In January, I felt well enough to return to school … a big mistake. I was better, but still not OK with food or my body. Over-exercise was a persistent problem, and I could no longer control my hunger cues. Binges became frequent, and I ended up making myself sick. Things spiraled down to the point that I was throwing up blood and suffering from bloody noses. Over spring break, I returned home for a second stay in Inpatient Care. This time, I did Partial followed by Intensive Outpatient (biweekly dinners at the hospital), and then weekly Outpatient visits.

I managed to stay at BC all of sophomore year, but things weren't perfect. I still got sick frequently and restricted calories, but never to a point that I needed return to Inpatient. Weekly, I was forced to weigh-in with Health Services and suffer the "Great job! You've gained weight" comments.

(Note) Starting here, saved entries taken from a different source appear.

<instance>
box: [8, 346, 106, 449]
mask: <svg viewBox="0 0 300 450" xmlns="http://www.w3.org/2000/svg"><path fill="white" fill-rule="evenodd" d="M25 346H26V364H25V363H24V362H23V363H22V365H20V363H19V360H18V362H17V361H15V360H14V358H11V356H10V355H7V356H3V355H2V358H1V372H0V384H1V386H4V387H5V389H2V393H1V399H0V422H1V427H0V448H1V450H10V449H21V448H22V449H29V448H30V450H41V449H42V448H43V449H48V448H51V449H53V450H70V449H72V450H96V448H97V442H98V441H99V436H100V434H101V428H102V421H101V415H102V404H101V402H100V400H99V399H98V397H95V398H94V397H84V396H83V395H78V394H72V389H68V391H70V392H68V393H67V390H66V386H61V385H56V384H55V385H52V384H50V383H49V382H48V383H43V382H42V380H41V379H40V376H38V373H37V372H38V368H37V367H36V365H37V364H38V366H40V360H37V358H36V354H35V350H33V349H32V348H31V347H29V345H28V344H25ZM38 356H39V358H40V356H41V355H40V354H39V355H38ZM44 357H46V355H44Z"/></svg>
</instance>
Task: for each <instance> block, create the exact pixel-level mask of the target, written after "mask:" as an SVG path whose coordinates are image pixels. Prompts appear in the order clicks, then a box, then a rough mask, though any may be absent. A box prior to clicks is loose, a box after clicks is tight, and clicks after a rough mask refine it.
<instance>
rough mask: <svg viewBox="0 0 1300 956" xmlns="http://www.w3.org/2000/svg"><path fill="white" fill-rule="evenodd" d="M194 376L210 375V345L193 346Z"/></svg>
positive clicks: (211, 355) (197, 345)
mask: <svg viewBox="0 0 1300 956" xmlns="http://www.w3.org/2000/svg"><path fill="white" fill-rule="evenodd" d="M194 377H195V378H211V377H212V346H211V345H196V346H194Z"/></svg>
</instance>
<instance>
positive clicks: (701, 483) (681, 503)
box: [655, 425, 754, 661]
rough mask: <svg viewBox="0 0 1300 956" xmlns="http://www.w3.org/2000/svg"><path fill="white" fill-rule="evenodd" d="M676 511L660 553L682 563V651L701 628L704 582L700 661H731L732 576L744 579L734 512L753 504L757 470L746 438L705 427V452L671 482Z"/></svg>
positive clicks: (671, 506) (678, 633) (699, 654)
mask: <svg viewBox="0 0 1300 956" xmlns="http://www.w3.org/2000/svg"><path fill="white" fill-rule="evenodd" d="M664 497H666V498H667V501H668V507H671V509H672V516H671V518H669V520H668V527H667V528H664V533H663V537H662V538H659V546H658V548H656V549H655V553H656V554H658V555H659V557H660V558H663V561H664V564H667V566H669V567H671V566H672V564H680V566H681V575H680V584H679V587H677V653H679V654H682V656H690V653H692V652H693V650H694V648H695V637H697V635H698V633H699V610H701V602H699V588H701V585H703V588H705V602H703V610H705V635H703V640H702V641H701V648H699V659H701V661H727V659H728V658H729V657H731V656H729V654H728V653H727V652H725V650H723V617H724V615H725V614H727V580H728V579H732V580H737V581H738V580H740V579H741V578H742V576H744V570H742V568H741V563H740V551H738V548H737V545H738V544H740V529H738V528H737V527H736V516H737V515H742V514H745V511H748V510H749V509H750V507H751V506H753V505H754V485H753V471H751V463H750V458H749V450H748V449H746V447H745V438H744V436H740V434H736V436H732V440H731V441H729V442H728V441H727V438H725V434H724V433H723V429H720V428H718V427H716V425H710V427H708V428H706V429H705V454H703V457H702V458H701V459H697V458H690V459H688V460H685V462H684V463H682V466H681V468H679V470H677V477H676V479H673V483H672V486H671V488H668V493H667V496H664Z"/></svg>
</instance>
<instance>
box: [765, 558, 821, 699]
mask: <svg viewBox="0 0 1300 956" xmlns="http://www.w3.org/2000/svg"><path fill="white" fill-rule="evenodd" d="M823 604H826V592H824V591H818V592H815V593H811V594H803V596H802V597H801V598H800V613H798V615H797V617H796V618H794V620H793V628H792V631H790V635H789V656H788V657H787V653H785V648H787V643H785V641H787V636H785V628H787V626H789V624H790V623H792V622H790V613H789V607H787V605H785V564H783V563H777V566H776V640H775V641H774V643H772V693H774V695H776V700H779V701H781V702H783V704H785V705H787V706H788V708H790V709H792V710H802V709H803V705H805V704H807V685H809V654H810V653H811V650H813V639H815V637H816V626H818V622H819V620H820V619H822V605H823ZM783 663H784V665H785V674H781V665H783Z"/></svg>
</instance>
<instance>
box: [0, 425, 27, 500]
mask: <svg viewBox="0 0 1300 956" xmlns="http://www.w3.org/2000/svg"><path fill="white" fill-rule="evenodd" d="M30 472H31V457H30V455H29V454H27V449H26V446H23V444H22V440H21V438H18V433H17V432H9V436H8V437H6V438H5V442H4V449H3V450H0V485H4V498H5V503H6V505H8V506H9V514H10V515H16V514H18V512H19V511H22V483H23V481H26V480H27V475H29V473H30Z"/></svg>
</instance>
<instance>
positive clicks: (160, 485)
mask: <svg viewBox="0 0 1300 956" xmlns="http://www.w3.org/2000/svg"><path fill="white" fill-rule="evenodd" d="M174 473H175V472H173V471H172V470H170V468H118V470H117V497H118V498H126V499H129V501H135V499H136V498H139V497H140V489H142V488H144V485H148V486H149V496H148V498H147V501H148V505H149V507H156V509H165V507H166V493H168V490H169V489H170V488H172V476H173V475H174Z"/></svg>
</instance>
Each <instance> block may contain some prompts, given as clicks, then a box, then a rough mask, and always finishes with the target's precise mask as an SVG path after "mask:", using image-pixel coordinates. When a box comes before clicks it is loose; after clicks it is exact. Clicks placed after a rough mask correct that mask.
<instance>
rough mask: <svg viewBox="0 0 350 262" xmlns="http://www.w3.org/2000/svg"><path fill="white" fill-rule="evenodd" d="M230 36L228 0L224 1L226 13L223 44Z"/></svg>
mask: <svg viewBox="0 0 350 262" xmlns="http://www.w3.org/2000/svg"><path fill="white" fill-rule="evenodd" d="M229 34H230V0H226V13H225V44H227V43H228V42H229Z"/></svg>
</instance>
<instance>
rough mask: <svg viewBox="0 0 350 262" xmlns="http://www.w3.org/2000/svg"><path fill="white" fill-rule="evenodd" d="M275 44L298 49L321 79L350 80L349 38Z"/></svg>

I may have shrunk a quarter of an inch, been diagnosed with a heart murmur and osteopenia, but after having maintained close ties with my treatment team, I no longer purge or restrict. The only persistent fear I have is weight restoration. I frequently rely on my best friend to reassure me that the fact that I have an ass again is a good thing. Without her, I would not be where I am today. No one truly understands what those of us who have been diagnosed with eating disorders have been through, but they try to help. Currently, I am well, but who knows how long that will last. I've been told that it takes eight full years to recover from this disease, this mental disorder that affects every aspect of one's life. People do not choose an eating disorder; it is a defense mechanism, a way of coping with life. It can happen to anyone, male or female. The good news is that eating disorders can be beaten. One may feel hopeless and lost, depressed and anxious, but it won't always be that way. There is recovery from this disease. It just takes time and faith.